Frank Spiegel zum Jahrgang 2015 in seinem Weingut Ellermann-Spiegel
Nachdem schon der Winter ungewöhnlich mild gewesen war, begann der Austrieb der Reben bereits Mitte April. Trotz einiger Zitternächte mit Temperaturen knapp unter 0° Celsius in Bodennähe, blieben wir zum Glück von Spätfrösten verschont. Der etwas zu warme Mai begünstigte eine relativ frühe und sehr schnell verlaufende „Turbo-Rebblüte“ am Fronleichnams-Wochenende. Somit lagen wir in 2015 etwa eine Woche vor dem langjährigen Mittel. Schon bald wurden jedoch die ausbleibenden Niederschläge und somit die Wasserknappheit zum wichtigsten Gesprächsthema unter den Winzer-Kollegen.
In der ersten Jahreshälfte fiel nach Messungen des Dienstleistungszentrums Ländlicher Raum Rheinpfalz (DLR) beispielsweise in Neustadt 82 Liter je Quadratmeter weniger Niederschlag als üblich. Vier zu trockene Monate in Folge führten dazu, dass bereits Anfang Juli unsere Jungfelder gegossen werden mussten, weil diese unter der Trockenheit besonders litten.

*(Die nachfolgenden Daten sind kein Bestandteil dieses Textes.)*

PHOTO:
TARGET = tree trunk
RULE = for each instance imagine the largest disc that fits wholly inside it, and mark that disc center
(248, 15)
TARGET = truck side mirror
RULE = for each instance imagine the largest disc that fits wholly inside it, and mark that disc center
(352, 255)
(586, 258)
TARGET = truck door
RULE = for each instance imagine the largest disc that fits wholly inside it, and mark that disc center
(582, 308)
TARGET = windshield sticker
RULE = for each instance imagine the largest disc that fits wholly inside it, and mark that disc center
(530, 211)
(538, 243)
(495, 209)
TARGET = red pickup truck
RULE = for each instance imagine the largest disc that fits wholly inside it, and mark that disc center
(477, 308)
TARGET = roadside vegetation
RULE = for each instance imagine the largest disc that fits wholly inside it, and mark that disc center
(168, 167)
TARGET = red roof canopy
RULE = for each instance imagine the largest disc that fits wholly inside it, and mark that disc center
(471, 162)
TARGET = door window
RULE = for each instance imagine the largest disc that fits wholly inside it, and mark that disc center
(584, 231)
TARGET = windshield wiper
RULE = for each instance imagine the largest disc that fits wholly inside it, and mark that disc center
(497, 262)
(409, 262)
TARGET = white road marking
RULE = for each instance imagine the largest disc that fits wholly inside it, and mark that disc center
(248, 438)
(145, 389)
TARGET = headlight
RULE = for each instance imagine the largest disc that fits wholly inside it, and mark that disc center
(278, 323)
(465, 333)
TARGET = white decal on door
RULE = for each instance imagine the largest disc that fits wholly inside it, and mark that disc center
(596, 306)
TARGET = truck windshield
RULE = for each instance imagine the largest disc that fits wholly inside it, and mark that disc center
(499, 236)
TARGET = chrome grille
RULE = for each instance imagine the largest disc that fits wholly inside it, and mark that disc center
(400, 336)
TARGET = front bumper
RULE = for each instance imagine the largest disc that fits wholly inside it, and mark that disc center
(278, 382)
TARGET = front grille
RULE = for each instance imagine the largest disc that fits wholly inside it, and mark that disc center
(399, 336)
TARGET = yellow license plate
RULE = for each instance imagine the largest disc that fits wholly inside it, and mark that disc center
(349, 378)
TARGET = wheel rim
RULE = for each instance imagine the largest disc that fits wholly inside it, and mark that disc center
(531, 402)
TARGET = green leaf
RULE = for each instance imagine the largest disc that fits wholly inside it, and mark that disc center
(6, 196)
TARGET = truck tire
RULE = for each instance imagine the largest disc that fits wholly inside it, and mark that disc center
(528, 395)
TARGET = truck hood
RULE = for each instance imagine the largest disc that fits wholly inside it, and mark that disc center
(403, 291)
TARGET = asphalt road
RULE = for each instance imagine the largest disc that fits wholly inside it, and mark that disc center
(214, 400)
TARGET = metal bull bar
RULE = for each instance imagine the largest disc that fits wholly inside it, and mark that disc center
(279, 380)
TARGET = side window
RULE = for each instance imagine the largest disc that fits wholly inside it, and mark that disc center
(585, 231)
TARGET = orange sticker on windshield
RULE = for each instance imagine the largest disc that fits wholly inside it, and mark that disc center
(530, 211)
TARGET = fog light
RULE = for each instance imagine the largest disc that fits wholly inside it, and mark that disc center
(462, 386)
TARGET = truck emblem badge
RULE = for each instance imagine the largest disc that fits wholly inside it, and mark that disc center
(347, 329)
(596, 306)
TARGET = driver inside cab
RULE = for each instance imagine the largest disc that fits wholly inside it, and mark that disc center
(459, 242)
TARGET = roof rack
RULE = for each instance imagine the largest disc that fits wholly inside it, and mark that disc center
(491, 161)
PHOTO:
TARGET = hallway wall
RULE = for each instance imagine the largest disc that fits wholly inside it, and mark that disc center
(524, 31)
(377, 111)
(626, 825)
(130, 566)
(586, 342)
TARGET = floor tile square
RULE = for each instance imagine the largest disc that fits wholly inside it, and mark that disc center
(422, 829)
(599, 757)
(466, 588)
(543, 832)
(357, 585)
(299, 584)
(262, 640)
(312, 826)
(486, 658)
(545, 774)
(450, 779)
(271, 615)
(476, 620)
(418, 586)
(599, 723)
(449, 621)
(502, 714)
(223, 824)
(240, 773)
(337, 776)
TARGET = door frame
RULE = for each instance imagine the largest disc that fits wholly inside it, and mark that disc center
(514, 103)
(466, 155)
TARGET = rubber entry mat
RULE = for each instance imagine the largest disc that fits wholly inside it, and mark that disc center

Zur Trockenheit kam die Hitze hinzu. Die anhaltende sengende Sonne führte allerdings nur sehr vereinzelt zu Sonnenbrandschäden an den Trauben. Offenbar konnten sich die kleinen Beeren gut an die intensive Sonneneinstrahlung anpassen. Wir verzichteten zu diesem Zeitpunkt bewusst auf eine Entblätterung der Schatten spendenden Blätter der Traubenzone. Durch die Grüne Lese reduzierten wir auch bewusst den Traubenbehang und entlasteten damit unter Wassermangel leidende Rebstöcke.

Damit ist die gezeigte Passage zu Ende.